In marketplaces, governments and scientific bodies alike, more people now accept that growth in its current form is unsustainable. They also acknowledge the conventional wisdom that “degrowth” would be acutely painful—causing massive unemployment, reduced competitiveness and a spiralling recession.
So how is this dilemma to be resolved? This ambitious question now calls for the same kind of daredevilry and determination that drove Hudson to look for the North-west Passage. Over the past few decades, a wide variety of individuals, groups and institutions have been working on pieces of the puzzle. More recently, Britain’s Sustainability Commission has published a study titled Prosperity without Growth?: The Transition to a Sustainable Economy. The study, released just before the Group of Twenty summit in London in March this year, outlines a 12-step plan to make the transition to a fair, sustainable, low-carbon economy.
Some of the recommendations are relatively non-contentious, such as the rigorous reform of macroeconomic accounting to ensure that environmental losses and gains are properly calculated. Even the call to tackle systemic inequality and strengthen human as well as social capital could be accepted after some wrangling.
What will evoke the sharpest divide is the call for reversing the culture of consumerism. How do you do that in a context where both the demand and supply side have come to be drenched in the belief that yeh dil mange more (wishing for more) and indefinitely so. Perhaps the answers will come from a combination of cultural trends, such as the Voluntary Simplicity Movement in the US, as well as business models that foster a prosperity anchored in sufficiency rather than endless wants.
To ask if this is possible is to ignore reality. We all know individuals who have defined prosperity as creative and dynamic sufficiency. In economic terms, this means not frugality but true optimization of resources and respect for ecological cycles as well as limits.

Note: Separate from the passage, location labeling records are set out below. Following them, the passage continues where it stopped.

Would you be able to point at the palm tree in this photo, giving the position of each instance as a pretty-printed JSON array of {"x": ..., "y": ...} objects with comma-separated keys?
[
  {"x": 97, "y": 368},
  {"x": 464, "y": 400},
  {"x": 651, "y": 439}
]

The tight coupling of growth and prosperity is a historical reality. But seeing them as being inseparable in perpetuity could be fatal. And this is primarily a challenge of imagination and secondarily a matter of technology and public policy. The challenge of breaching this mindset barrier can be likened to the daring of explorers who once crossed daunting uncharted oceans.
To some it seems fitting that Hudson’s 400th anniversary falls on the same week that marks one year of an excruciating financial meltdown—because the arrival of Europeans brought death and destruction to local peoples and habitats. And yet this can also be a time of profound reflection and rethinking to alter course.
Some have hoped that the near-collapse of the global economy will serve as a breathing space in which there might be more room for dissolving the old mindset. It is hard to say to what extent this has happened and whether the excitement about delinking prosperity from growth has gone beyond the circles of what one commentator called the “motivated and impotent few”.
But one thing is clear. If civilization as we know it survives the 21st century, the pioneers and innovators who will be celebrated in times to come will be those who showed us how to prosper and be abundantly creative in sync with nature.